Escrevi meu roteiro, e sem me dar conta, de uma droga pesada, a informação, passei para outra droga pesada: a heroína. As duas, a informação e a heroína, têm os mesmos efeitos nocivo para a saúde, ambas aniquilam parte da nossa humanidade. A informação porque faz cair diariamente sobre nossa consciências a percepção de que este nosso mundo é tudo, menos perfeito. A é heroína porque é o atalho para escapar da realidade e acabar na negra não existência.
Como anedota, direi que, para além da história, o que agradou a muitos fãs da série foi o primeiro quadro da página 7 [pag. 65 deste livro]. Nela se vê claramente um subfuzil em punhado por um dos personagens; pois bem, espantaram-se de que, entre tanta ficção - a informação e a droga -, Jordi Bernet tivesse chegado numa realidade tão estrita como desenhar em seus mínimos detalhes um subfuzil S.M.G.U.Z.I. 9 mm fabricado em Israel. É que não sabem que Jordi Bernet torna crível o incrível e se documenta pacientemente para isso.

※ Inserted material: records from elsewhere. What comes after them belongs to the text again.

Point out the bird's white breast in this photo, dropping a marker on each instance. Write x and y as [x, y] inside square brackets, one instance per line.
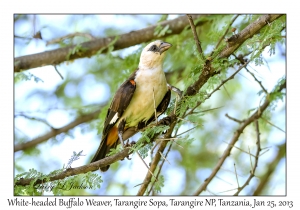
[150, 84]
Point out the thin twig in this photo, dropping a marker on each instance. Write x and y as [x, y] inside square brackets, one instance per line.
[240, 149]
[250, 159]
[146, 165]
[154, 103]
[197, 41]
[58, 72]
[259, 82]
[222, 38]
[165, 158]
[252, 172]
[237, 180]
[217, 88]
[272, 124]
[234, 139]
[234, 119]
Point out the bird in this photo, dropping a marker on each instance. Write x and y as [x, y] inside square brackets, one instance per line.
[132, 107]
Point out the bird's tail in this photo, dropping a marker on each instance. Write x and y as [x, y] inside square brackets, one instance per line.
[102, 151]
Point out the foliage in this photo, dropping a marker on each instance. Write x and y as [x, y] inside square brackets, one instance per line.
[202, 131]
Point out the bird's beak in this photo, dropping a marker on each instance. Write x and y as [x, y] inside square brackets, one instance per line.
[164, 46]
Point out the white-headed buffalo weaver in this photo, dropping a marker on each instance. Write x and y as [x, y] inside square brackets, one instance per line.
[132, 107]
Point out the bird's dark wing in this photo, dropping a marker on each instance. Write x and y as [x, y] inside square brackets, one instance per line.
[161, 108]
[119, 103]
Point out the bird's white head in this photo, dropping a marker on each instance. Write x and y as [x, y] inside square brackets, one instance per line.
[153, 54]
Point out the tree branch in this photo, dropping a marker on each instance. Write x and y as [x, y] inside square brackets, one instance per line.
[57, 56]
[234, 139]
[82, 169]
[253, 169]
[238, 39]
[54, 132]
[270, 170]
[197, 41]
[191, 90]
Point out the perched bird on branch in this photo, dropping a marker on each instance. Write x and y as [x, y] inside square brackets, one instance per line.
[132, 107]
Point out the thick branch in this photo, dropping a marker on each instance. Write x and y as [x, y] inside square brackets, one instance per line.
[54, 57]
[234, 139]
[82, 169]
[54, 132]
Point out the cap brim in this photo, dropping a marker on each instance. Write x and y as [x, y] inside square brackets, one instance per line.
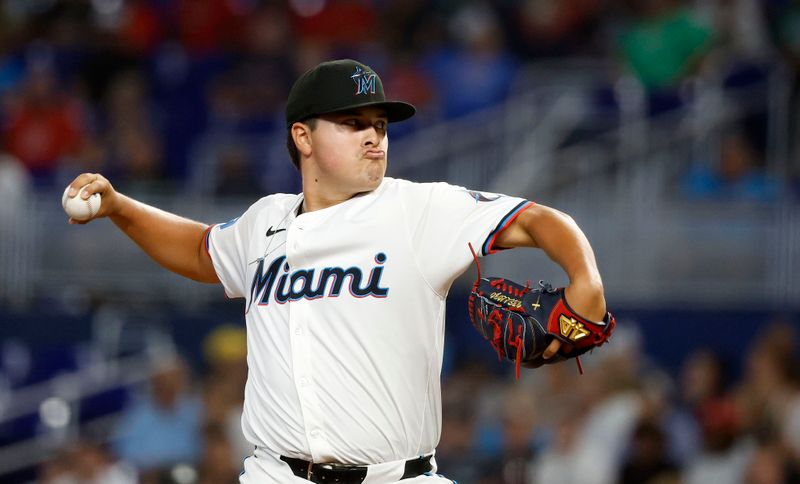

Um tempo depois, folheando um catálogo de armas descobri que o S.M.G.U.Z.I. é quase gêmeo do Star Z-84, fabricado na Espanha, uma arma fornecida aos Corpos e Forças de Segurança, e esse detalhe me confirmou que a informação (distorcida e manipulada) e a droga são armas quase gêmeas.
(1) ETA - Euskadi Ta Askatasuna (em basco: Pátria Basca e Liberdade) foi uma organização nacionalista armada, fundada em 1959, que lutava pela independência do País Basco. Em 1987, o grupo fez um atentado a bomba em uma sede da loja Hipercor, matando 21 pessoas.